Curse of the Golden Flower Review
It’s been a long time coming but Chow Yun-Fat finally stars in a worthy follow up to martial arts masterpiece Crouching Tiger, Hidden Dragon. Under the guidance of Asian director of the moment Zhang Yimou, he plays hard line Chinese Emperor Ping, scheming to kill the Empress wife he hates (Gong Li). More of a wrought period drama with an epic final battle than the previous action-packed Yimou efforts of Hero and House of Flying Daggers, Curse of the Golden Flower has the same lush visuals and tense personal dilemmas that have won him fans the world over.
Yun-Fat was last seen on the big screen cavorting as a protector of a lost scroll in the woeful Bulletproof Monk, a career move he’d probably rather forget. Then an inept script, badly written choreographed fights and hackeyed support from Seann William Scott added up to a poor showing all round. Here, as Emperor Ping of the 10th Century Tang Dynasty, he gets to sink his teeth into a meaty role as the head of a regal family on the verge of collapse in a film that does everything right. Ping is slowly poisoning Empress Phoenix, married only to secure his reign, while she secretly sleeps with her step-son and first born of the Emperor, Crown Prince Wan (Ye Liu). Wan, however, is also secretly bedding a servant whom he truly loves. Second son Prince Jai (Chou Jay) eagerly seeks to prove himself as leader of the armed forces leaving their youngest son Prince Yu (Qin Junjie) largely ignored. In the build up to the sacred Chrysanthemum Festival, the Emperor returns to his home in the Forbidden City as plots to force his abdication are made.
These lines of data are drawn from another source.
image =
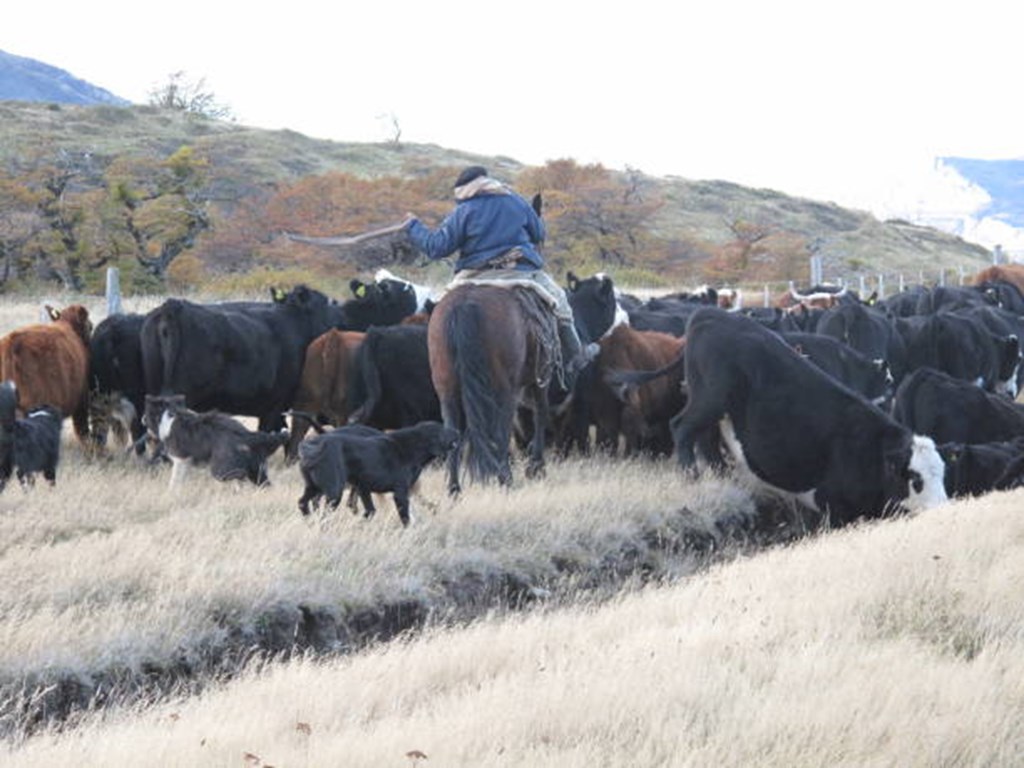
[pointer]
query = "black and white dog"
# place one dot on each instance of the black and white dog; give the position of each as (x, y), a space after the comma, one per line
(372, 462)
(31, 444)
(230, 450)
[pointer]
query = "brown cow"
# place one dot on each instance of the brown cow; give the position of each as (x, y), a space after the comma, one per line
(324, 387)
(1013, 273)
(49, 365)
(642, 418)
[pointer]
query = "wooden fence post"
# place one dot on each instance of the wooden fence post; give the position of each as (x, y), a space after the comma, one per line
(114, 291)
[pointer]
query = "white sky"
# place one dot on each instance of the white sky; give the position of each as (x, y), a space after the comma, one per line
(847, 102)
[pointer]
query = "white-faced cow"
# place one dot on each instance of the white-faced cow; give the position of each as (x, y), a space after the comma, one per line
(795, 427)
(950, 410)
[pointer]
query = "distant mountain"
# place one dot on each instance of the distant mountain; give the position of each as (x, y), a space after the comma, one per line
(25, 79)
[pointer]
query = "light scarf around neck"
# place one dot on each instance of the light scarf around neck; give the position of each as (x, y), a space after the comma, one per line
(480, 185)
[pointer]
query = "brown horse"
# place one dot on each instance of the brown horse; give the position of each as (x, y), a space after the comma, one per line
(493, 349)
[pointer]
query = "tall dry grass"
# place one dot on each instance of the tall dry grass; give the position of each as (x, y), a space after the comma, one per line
(898, 643)
(112, 570)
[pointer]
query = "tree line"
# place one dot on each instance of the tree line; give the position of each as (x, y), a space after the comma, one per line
(67, 217)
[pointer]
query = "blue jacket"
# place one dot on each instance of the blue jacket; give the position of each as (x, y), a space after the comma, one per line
(482, 227)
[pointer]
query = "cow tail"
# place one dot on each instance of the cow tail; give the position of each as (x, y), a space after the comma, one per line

Curse of the Golden Flower was nominated for Best Foreign Film at this year’s Oscars, and it’s easy to see why: it overwhelms the senses. The first half builds up the family tensions superbly, as Phoenix, Wan and the servant sneak around the cavernous rooms of the palace attempting to avoid arousing the suspicions of others. Stuck in a life of enforced customs and rituals, every false move can deemed as heresy to the Emperor and elevates mere melodrama to high drama to draw us in. Visually the interiors of the Emperor’s palace are so full of garish reds, greens and golds they almost veer on the vulgar rather than the wealthy, and the exteriors of the Forbidden City make for engulfing backdrops. When the action kicks in for the second half, Yimou only touches on the one-on-one fights of his previous films to turn towards ambushes from flying ninjas and a clash between two huge armies that rivals 300’s position as staging the year’s most impressive battle.
Chow Yun-Fat can be relieved that teaming up with Yimou has paid off. As Emperor Ping he oozes a formidable screen presence at the slightest hint of his character’s influence. His short but sweet bursts of confrontation remind us of how he stood out in Crouching Tiger and what we have been waiting for him to deliver since. Curse of the Golden Flower does not just echo the past triumphs of Yun-Fat and Yimou, it brings them into sharp focus as another example of their considerable moviemaking talents. With the rest of the cast, especially Gong Li’s tormented Empress Phoenix, producing what must be some of their finest work, this is an unmissable treat.